The tablefunc module includes various functions that return tables (that is, multiple rows).

CREATE EXTENSION tablefunc;

CREATE TABLE t(k int primary key, v double precision);

PREPARE insert_k_v_pairs(int) AS
INSERT INTO t(k, v)
SELECT
  generate_series(1, $1),
  normal_rand($1, 1000.0, 10.0);

Test it as follows:

DELETE FROM t;

EXECUTE insert_k_v_pairs(10);

SELECT k, to_char(v, '9999.99') AS v
FROM t
ORDER BY k;

You'll see results similar to the following:

 k  |    v
----+----------
  1 |   988.53
  2 |  1005.18
  3 |  1014.30
  4 |  1000.92
  5 |   999.51
  6 |  1000.94
  7 |  1007.45
  8 |   991.22
  9 |   987.95
 10 |   996.57
(10 rows)

Every time you repeat the test, you'll see different generated values for v.

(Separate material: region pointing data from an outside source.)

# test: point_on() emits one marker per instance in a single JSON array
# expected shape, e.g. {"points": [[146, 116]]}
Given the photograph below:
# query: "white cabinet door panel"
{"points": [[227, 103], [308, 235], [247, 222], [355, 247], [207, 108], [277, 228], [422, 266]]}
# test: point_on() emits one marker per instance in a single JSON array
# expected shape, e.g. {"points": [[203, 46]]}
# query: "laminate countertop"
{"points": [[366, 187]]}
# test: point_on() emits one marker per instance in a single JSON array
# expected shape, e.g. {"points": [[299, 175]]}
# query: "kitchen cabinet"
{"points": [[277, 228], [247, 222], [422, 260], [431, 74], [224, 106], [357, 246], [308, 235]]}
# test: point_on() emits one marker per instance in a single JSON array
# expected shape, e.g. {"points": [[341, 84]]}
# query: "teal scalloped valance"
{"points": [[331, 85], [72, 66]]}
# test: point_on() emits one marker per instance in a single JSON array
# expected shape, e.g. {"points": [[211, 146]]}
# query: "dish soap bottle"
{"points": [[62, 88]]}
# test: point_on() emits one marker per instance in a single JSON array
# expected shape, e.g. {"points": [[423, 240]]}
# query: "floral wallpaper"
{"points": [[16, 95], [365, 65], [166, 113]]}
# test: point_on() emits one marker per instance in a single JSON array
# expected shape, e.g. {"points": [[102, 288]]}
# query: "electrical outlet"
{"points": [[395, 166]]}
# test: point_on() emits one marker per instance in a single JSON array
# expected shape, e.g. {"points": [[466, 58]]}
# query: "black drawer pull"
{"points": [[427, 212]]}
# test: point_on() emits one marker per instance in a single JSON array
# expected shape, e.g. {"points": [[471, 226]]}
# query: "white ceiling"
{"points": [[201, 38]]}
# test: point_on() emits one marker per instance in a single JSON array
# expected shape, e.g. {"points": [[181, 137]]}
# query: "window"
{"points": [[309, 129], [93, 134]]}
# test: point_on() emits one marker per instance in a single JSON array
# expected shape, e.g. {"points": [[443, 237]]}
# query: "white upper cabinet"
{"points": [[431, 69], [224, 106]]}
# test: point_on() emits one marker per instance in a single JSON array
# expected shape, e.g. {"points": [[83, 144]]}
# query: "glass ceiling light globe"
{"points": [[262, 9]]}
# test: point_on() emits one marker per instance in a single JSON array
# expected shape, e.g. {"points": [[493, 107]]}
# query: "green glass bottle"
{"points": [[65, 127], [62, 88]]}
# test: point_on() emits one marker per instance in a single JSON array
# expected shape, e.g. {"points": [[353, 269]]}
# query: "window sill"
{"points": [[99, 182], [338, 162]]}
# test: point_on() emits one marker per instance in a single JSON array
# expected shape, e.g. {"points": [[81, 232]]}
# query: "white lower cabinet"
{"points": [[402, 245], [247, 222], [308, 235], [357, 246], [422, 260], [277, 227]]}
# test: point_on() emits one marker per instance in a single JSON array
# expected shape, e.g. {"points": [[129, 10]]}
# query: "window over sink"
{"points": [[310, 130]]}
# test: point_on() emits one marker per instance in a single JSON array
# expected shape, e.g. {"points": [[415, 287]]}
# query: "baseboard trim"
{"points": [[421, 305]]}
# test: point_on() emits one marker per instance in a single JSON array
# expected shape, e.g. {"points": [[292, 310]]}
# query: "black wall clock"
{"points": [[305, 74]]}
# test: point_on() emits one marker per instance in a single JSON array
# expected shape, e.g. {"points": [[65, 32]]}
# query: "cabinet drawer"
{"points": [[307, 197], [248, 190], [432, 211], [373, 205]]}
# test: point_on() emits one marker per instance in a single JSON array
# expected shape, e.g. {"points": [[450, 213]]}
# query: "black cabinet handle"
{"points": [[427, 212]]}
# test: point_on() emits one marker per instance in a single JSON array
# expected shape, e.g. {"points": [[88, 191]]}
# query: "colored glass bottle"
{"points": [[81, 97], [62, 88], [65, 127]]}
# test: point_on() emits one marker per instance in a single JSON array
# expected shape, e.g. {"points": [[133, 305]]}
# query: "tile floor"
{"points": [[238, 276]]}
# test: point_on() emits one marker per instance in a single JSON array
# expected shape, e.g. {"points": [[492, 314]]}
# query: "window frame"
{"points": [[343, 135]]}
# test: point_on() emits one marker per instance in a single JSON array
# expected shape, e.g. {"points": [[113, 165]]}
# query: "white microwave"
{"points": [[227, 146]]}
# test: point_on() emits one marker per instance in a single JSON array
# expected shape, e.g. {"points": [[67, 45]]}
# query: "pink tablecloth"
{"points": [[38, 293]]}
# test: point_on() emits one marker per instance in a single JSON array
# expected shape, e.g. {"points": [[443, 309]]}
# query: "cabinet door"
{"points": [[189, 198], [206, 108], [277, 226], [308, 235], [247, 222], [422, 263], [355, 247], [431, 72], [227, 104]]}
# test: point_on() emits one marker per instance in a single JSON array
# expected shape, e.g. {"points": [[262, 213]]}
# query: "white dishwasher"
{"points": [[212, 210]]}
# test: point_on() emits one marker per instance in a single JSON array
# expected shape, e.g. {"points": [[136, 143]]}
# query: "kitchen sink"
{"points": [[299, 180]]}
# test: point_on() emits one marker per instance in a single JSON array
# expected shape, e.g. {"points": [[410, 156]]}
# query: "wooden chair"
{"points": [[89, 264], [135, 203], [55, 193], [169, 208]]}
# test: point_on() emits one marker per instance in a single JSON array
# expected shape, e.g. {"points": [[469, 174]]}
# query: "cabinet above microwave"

For another example that uses normal_rand(), refer to Analyzing a normal distribution with percent_rank(), cume_dist() and ntile(). It populates a table with a large number (say 100,000) of rows and displays the outcome as a histogram that clearly shows the familiar bell-curve shape.

tablefunc also provides the connectby(), crosstab(), and crosstabN() functions.

The connectby() function displays a hierarchy of the kind that you see in an "employees" table with a reflexive foreign key constraint where "manager_id" refers to "employee_id". Each next deeper level in the tree is indented from its parent following the well-known pattern.

The crosstab()and crosstabN() functions produce "pivot" displays. The "N" in crosstabN() indicates the fact that a few, crosstab1(), crosstab2(), crosstab3(), are provided natively by the extension and that you can follow documented steps to create more.